In the method of the present invention, any pair of groups having one group capable of covalently bonding to the silica coating and another group capable of covalently or ionicly bonding to the monomer or macromonomer can be used. A functional group compound that attaches the polymerizable monomer or macromonomer to the surface of the silica-coated pigment particles. In one embodiment, the compound may be a silane having at least one polymerizable group, such as the polymerizable monomers listed above (e.g., 3- (trimethoxysilyl) propyl methacrylate).

The polymer stabilizer may be formed from a reactive and polymerizable monomer or macromonomer, where the monomer or macromonomer will adsorb, become incorporated or chemically bond to use to bridge the silica coating with Bifunctional compounds of polymer stabilizers. The polymer stabilizer determines the particle size and colloidal stability of the system, and preferably a long polymer chain with composite pigment particles that can be stabilized in a hydrocarbon solvent.

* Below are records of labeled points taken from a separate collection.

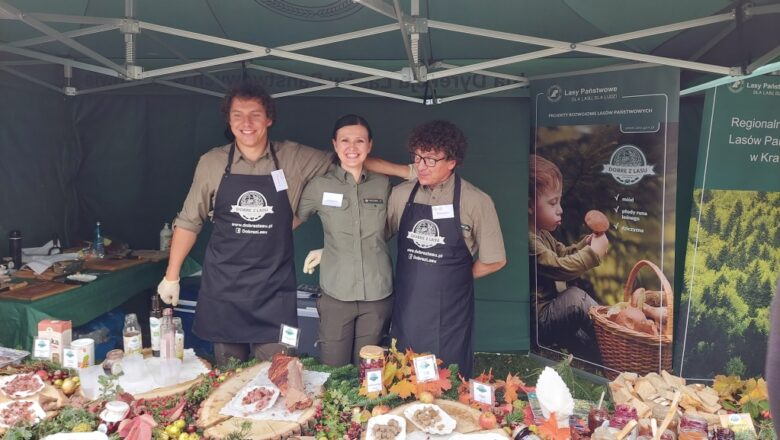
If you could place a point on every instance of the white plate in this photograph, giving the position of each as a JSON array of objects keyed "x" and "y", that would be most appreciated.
[
  {"x": 95, "y": 435},
  {"x": 40, "y": 414},
  {"x": 18, "y": 395},
  {"x": 82, "y": 277},
  {"x": 447, "y": 422},
  {"x": 479, "y": 436},
  {"x": 250, "y": 409},
  {"x": 384, "y": 419}
]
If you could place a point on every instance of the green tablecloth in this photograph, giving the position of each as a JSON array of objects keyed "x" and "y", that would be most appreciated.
[{"x": 19, "y": 319}]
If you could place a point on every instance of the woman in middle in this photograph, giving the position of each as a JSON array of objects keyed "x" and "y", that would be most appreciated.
[{"x": 356, "y": 274}]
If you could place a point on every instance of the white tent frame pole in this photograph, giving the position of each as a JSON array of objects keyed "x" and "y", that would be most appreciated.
[
  {"x": 480, "y": 92},
  {"x": 58, "y": 60},
  {"x": 767, "y": 57},
  {"x": 189, "y": 88},
  {"x": 70, "y": 34},
  {"x": 31, "y": 79},
  {"x": 563, "y": 46},
  {"x": 483, "y": 72},
  {"x": 279, "y": 52},
  {"x": 48, "y": 30},
  {"x": 714, "y": 41},
  {"x": 327, "y": 84},
  {"x": 181, "y": 56}
]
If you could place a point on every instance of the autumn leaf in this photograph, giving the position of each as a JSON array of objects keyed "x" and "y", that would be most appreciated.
[
  {"x": 436, "y": 387},
  {"x": 510, "y": 386},
  {"x": 727, "y": 386},
  {"x": 550, "y": 430},
  {"x": 403, "y": 388},
  {"x": 755, "y": 391}
]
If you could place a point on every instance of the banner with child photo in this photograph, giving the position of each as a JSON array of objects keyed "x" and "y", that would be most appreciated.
[
  {"x": 732, "y": 260},
  {"x": 601, "y": 191}
]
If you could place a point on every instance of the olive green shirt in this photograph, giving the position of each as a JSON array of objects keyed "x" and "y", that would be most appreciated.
[
  {"x": 355, "y": 263},
  {"x": 478, "y": 217},
  {"x": 555, "y": 263},
  {"x": 298, "y": 162}
]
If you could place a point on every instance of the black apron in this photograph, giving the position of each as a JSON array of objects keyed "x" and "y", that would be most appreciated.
[
  {"x": 248, "y": 285},
  {"x": 434, "y": 286}
]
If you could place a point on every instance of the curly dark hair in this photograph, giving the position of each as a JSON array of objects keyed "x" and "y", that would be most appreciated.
[
  {"x": 249, "y": 90},
  {"x": 441, "y": 136}
]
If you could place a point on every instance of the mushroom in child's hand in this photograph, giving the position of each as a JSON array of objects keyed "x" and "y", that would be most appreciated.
[{"x": 597, "y": 221}]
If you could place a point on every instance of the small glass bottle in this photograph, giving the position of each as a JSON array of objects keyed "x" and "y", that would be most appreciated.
[
  {"x": 179, "y": 337},
  {"x": 155, "y": 314},
  {"x": 98, "y": 245},
  {"x": 131, "y": 334},
  {"x": 167, "y": 335}
]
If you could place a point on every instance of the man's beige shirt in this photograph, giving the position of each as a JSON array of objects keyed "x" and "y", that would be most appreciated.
[
  {"x": 478, "y": 217},
  {"x": 298, "y": 162}
]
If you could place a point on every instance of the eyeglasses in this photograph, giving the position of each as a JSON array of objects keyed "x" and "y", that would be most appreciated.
[{"x": 430, "y": 162}]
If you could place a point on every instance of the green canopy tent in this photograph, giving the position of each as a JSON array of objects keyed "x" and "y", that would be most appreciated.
[{"x": 106, "y": 105}]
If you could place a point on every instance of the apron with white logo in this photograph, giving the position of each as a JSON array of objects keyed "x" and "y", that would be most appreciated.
[
  {"x": 248, "y": 286},
  {"x": 434, "y": 286}
]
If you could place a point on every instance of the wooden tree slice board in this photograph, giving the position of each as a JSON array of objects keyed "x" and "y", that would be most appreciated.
[
  {"x": 466, "y": 417},
  {"x": 218, "y": 426}
]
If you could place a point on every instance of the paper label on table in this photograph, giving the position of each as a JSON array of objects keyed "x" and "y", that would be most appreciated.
[
  {"x": 70, "y": 358},
  {"x": 280, "y": 182},
  {"x": 289, "y": 336},
  {"x": 443, "y": 211},
  {"x": 425, "y": 368},
  {"x": 42, "y": 349},
  {"x": 482, "y": 393},
  {"x": 332, "y": 199},
  {"x": 374, "y": 380}
]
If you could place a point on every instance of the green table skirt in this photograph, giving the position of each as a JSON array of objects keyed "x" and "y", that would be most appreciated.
[{"x": 19, "y": 319}]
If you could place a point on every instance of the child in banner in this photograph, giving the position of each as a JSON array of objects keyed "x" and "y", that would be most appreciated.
[{"x": 561, "y": 311}]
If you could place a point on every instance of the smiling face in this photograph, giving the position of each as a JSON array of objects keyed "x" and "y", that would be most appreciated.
[
  {"x": 249, "y": 123},
  {"x": 547, "y": 209},
  {"x": 352, "y": 144},
  {"x": 431, "y": 176}
]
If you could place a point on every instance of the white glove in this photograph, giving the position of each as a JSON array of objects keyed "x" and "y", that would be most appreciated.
[
  {"x": 169, "y": 291},
  {"x": 312, "y": 260}
]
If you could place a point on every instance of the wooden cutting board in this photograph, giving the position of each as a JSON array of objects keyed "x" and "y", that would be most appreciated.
[
  {"x": 112, "y": 265},
  {"x": 36, "y": 291}
]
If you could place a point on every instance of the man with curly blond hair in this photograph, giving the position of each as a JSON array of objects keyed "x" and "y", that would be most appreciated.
[{"x": 448, "y": 235}]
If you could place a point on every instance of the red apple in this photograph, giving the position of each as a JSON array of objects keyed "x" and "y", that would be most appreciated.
[{"x": 487, "y": 420}]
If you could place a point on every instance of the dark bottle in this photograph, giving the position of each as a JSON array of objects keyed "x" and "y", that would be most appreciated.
[
  {"x": 15, "y": 248},
  {"x": 155, "y": 315}
]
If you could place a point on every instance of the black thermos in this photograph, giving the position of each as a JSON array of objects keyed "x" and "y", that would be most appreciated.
[{"x": 15, "y": 248}]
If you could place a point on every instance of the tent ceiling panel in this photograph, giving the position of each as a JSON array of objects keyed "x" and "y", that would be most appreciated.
[{"x": 246, "y": 27}]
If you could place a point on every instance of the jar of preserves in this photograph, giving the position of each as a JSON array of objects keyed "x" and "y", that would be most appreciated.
[
  {"x": 372, "y": 357},
  {"x": 692, "y": 428}
]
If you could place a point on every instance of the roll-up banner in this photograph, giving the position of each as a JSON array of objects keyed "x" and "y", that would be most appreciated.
[
  {"x": 733, "y": 254},
  {"x": 601, "y": 217}
]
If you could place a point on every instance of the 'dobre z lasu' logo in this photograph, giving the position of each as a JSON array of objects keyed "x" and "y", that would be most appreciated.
[
  {"x": 628, "y": 165},
  {"x": 252, "y": 206},
  {"x": 425, "y": 234}
]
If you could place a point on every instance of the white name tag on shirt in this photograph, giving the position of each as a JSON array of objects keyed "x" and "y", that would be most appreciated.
[
  {"x": 332, "y": 199},
  {"x": 443, "y": 211},
  {"x": 280, "y": 182}
]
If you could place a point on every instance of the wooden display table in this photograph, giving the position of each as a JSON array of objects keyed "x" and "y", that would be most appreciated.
[{"x": 218, "y": 426}]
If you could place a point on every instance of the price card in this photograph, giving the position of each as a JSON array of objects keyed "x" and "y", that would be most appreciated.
[
  {"x": 374, "y": 380},
  {"x": 289, "y": 336},
  {"x": 69, "y": 358},
  {"x": 482, "y": 393},
  {"x": 42, "y": 349},
  {"x": 425, "y": 368}
]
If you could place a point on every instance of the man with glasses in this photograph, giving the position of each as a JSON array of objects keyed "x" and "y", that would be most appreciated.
[{"x": 442, "y": 222}]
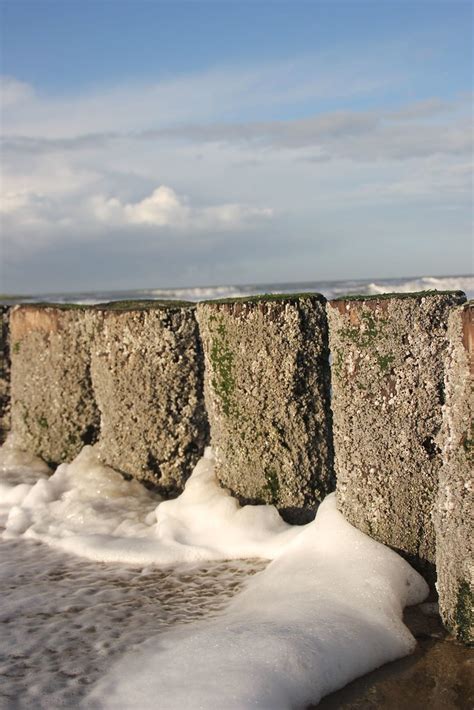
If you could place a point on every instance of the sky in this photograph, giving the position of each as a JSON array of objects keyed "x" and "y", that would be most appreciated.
[{"x": 152, "y": 144}]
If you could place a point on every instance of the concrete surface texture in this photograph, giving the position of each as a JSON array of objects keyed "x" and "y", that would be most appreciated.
[
  {"x": 53, "y": 412},
  {"x": 453, "y": 516},
  {"x": 4, "y": 372},
  {"x": 147, "y": 376},
  {"x": 388, "y": 392},
  {"x": 267, "y": 389}
]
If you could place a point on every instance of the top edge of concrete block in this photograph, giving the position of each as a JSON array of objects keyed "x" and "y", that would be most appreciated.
[
  {"x": 459, "y": 295},
  {"x": 142, "y": 305},
  {"x": 266, "y": 298},
  {"x": 109, "y": 306}
]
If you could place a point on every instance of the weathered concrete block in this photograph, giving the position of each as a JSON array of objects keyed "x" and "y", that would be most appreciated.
[
  {"x": 388, "y": 390},
  {"x": 147, "y": 374},
  {"x": 267, "y": 390},
  {"x": 453, "y": 516},
  {"x": 53, "y": 412},
  {"x": 4, "y": 372}
]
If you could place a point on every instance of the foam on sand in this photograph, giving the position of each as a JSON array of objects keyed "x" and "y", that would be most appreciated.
[{"x": 326, "y": 610}]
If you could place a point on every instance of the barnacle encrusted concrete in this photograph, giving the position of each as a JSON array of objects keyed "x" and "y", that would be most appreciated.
[
  {"x": 388, "y": 391},
  {"x": 53, "y": 413},
  {"x": 453, "y": 517},
  {"x": 267, "y": 389},
  {"x": 147, "y": 374},
  {"x": 4, "y": 372}
]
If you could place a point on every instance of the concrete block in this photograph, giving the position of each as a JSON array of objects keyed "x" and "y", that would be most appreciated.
[
  {"x": 53, "y": 413},
  {"x": 453, "y": 517},
  {"x": 388, "y": 391},
  {"x": 267, "y": 389},
  {"x": 147, "y": 374},
  {"x": 4, "y": 372}
]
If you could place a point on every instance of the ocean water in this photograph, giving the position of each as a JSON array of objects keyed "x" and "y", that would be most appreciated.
[
  {"x": 113, "y": 598},
  {"x": 330, "y": 289}
]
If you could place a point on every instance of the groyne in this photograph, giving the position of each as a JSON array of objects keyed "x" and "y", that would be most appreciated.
[
  {"x": 267, "y": 395},
  {"x": 386, "y": 423}
]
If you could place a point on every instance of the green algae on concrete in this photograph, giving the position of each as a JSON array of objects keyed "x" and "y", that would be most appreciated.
[
  {"x": 4, "y": 372},
  {"x": 388, "y": 392},
  {"x": 53, "y": 411},
  {"x": 147, "y": 375},
  {"x": 267, "y": 388},
  {"x": 453, "y": 514}
]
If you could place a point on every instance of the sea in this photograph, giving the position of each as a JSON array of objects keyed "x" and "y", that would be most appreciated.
[
  {"x": 112, "y": 598},
  {"x": 330, "y": 289}
]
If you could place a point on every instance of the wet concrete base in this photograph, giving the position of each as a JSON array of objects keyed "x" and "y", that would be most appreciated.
[{"x": 439, "y": 675}]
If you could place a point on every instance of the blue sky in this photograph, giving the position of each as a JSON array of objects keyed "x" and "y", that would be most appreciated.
[{"x": 178, "y": 143}]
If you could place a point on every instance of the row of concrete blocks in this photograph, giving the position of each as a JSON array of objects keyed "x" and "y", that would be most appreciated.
[{"x": 390, "y": 419}]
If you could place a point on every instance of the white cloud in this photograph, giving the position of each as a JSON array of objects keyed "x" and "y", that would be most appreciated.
[{"x": 163, "y": 208}]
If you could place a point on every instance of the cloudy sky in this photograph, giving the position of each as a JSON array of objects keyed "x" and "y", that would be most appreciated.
[{"x": 153, "y": 144}]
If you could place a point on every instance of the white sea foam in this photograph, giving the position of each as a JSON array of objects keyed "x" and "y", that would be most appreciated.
[
  {"x": 425, "y": 283},
  {"x": 89, "y": 509},
  {"x": 327, "y": 609}
]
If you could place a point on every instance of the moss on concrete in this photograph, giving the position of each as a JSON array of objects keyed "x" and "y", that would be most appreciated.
[
  {"x": 267, "y": 393},
  {"x": 291, "y": 298},
  {"x": 454, "y": 503},
  {"x": 464, "y": 614},
  {"x": 388, "y": 393},
  {"x": 397, "y": 295}
]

In describing the reagents used to provide the desired polymerizable functional group or starting functional group, we do not exclude the possibility that the polymer stabilizer may have a "difunctional group". For example, it is known that a polymerization initiator such as 4,4'-azobis (4-cyanovaleric acid) has more than one ionic position, and this initiator can be used in the present method. Similarly, as mentioned previously, the difunctional compound may have the form of a macromonomer, which includes a repeating unit having the ability to bond to the surface of the particle and having a desired polymerizable functional group or starting function Other repeating units based on this group, and this macromonomer bifunctional compound can form polymer stabilizers that would normally include multiple of these two types of repeating units.

A preferred type of functional group for bonding to a silica-coated pigment is a silane coupling group, particularly a trialkoxysilane coupling group. A particularly preferred reagent for attaching polymerizable groups to titanium dioxide and similar pigments is the aforementioned 3- (trimethoxysilyl) propyl methacrylate, which is available from the Dow Chemical Company, Wilmington, Del. Commercially available under the trade name Z6030. Corresponding acrylates can also be used.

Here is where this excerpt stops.